A Gentle, Advertising People

Our Association, if you haven't heard yet, is advertising. The UUA has launched a print ad campaign, the first example of which you see at right. I personally have a couple misgivings, which I'll get to in a moment.

In addition to running a couple of print ads in Time Magazine, the Association is paying for what they call "advertorials." I can't tell exactly what all the advertorials include, but they definitely include sponsoring Time.com/ReligionPages, a collection of stories from the Magazine about matters of faith.

I tried in vain to find the religion section from the Time homepage, to no avail. To find the pages, it appears you have to know where to look. The page currently runs an online poll asking readers' beliefs. The choices are: that there is an all-powerful God, that a spirit pervades all experience or that science explains everything. Right n0w, with 233 responses "spirit pervades" has over half the votes. Clearly UUs are swamping the poll.

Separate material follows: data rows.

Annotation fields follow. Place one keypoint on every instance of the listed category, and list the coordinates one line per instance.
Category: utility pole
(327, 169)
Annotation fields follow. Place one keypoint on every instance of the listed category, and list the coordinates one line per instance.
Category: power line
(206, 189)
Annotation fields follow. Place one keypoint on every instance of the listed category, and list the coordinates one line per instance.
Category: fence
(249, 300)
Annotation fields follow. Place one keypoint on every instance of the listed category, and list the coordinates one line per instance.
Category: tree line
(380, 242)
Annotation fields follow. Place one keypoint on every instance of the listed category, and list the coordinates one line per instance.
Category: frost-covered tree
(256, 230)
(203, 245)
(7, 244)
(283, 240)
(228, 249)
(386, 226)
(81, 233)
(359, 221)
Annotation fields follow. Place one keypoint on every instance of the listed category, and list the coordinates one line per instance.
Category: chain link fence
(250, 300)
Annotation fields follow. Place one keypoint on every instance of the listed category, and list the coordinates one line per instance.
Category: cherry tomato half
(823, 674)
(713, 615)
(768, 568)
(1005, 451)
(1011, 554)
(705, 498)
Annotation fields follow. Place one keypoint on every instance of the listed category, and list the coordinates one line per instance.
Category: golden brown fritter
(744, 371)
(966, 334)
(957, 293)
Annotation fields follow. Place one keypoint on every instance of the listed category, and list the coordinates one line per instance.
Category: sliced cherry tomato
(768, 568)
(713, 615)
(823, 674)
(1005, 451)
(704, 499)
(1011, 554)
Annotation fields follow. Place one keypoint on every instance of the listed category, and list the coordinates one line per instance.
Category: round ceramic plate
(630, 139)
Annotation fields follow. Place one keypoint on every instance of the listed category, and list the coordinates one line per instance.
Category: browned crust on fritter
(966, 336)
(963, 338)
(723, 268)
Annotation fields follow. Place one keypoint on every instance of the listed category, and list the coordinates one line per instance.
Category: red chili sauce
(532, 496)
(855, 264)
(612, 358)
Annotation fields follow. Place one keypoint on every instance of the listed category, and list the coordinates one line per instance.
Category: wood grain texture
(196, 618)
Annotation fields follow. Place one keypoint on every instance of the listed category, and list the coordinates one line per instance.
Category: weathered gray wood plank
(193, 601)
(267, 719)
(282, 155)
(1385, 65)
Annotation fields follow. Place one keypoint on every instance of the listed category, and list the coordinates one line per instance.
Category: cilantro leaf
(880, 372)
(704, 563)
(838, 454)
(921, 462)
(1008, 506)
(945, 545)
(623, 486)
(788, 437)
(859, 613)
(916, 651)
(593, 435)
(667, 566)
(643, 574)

So I'm all for anything that raises the profile of Unitarian Universalism outside the church. I am concerned, however, that the campaign does little to address one tension within a church comprised of theists and non-theists. Sometimes it seems that the only UUs who don't think the church is too Christian are those who think it's not Christian enough. We lose members who are looking for a spiritual home and find the church insufficiently nourishing and we lose members looking a community of Humanists who find too much God talk.

This tension is the great challenge of the church, made more challenging because it is difficult for the church to be neutral about matters of faith. And pretty much impossible to be perceived as being neutral. Hence, my misgivings about the ad. Some, in and out of the church, surely perceive the ad as being anti-theist/pro-Humanist. As such, how welcome will UU Christians or other theistic UUs continue to feel in the church? How well with the ad attract people who believe in something divine, but are uncomfortable in mainline churches? Happily, the online part of the church doesn't show much of a backlash yet, but we need be sensitive how the ads are playing.

The tagline for the "advertorial" linked to on the UUA website is "Find us and ye shall seek." This better summarizes what we are about. The church's great strength is its ability to welcome diverse spiritual seekers. That's also it's greatest challenge. Our ad wizards should bear that in mind.

UPDATE/CORRECTION: I'm wrong about that last bit. The mock-up advertorial pdf on the UUA website shows that the tag is the old "Seek and you shall find." I saw "find and you shall seek" on a UU blog, but now can't find it again. Personally I like that version better -- witty and descriptive. It'd be great if that could wend its way to UUA and make it into the campaign at some point.

2 comments:

Shelby Meyerhoff said...

Wow, I went on the Time site after reading your post, and noticed the same thing -- there really is no way to end up on the religion advertorial from the main page, or even from an article about religion.

Randy said...

I'm with you - the 'find and ye shall seek' phrase is a great approach and would strike an even better tone. Still, the current ad does the job it was written for - get our name out and visible, perhaps for the first time for most Time readers. I had misgivings about an ad campaign at first, but the more I think about it the more I think it's worthwhile.